How Markowitz Put Forward the Idea of Portfolio Theory

The groundwork of MPT laid by Harry Markowitz is at the core of newly developed GeWorko Method. The theory of portfolio allocation under uncertainty appeared to be crucial one when it comes to investment diversification. It won him Nobel Memorial Prize and John von Neumann Theory Prize from the Operations Research Society of America. Currently, Mr. Markowitz is teaching at the University of California and is a practicing consultant in Investment Management, Business Management and Practice Development.

Modern Portfolio Theory (MPT) Definition

The concept of Portfolio Theory did not appear from a vacuum. It is based on the notion of statistical methods which roots go back to the 17th and 18th centuries. In that period a number of works on the theory of probability appeared which served as a basis for further development of portfolio theory. In 1657 the work on the calculus of probabilities, which was based on the thoughts of French mathematicians Blaise Pascal and Pierre de Fermat, was published by Christian Huygens.

The Harry Markowitz Model & MPT Assumptions

MPT stands for risk diversification in investing. The core of MPT is selecting a group of assets with lower collective risk than any of the single assets. Therefore, MPT allows to construct a maximum return portfolio for a given risk as well as to create portfolio with minimum risk for given return. Therefore, Modern Portfolio Theory is a strategic tool to diversify Your investments.

The Basics of Sharpe Ratio

The Sharpie Ratio is the “reward-to-variability ratio” written by Professor William F. Sharpe. It has proven to be one of the most effective and advanced risk/return estimation tools in finance that measures risk-adjusted performance. Through applying this ratio it is feasible to estimate if portfolio's returns are due to smart investment decisions or an outcome of excess risk. This becomes extremely useful for estimation of one’s strategy and fine-tuning of Your investment decisions.

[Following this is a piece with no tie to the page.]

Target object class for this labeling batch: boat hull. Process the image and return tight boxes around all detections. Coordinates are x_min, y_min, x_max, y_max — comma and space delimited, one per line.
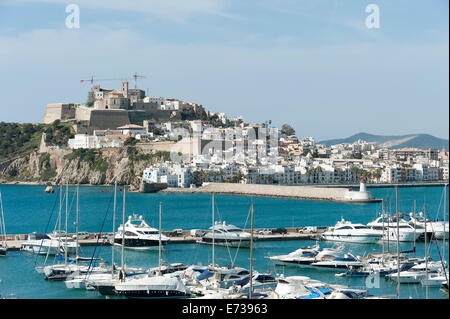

Limitations of Modern Portfolio Theory (MPT)

Even though Modern Portfolio Theory is widely accepted and applied by investment institutions, it has been criticized as well. Particularly, the representatives of behavioral economics, behavioral finance challenge the MPT assumptions on investor rationality and return expectations. However, regardless the criticism MPT is a working investment diversification strategy that is implemented by risk managers, portfolio and investment institutions.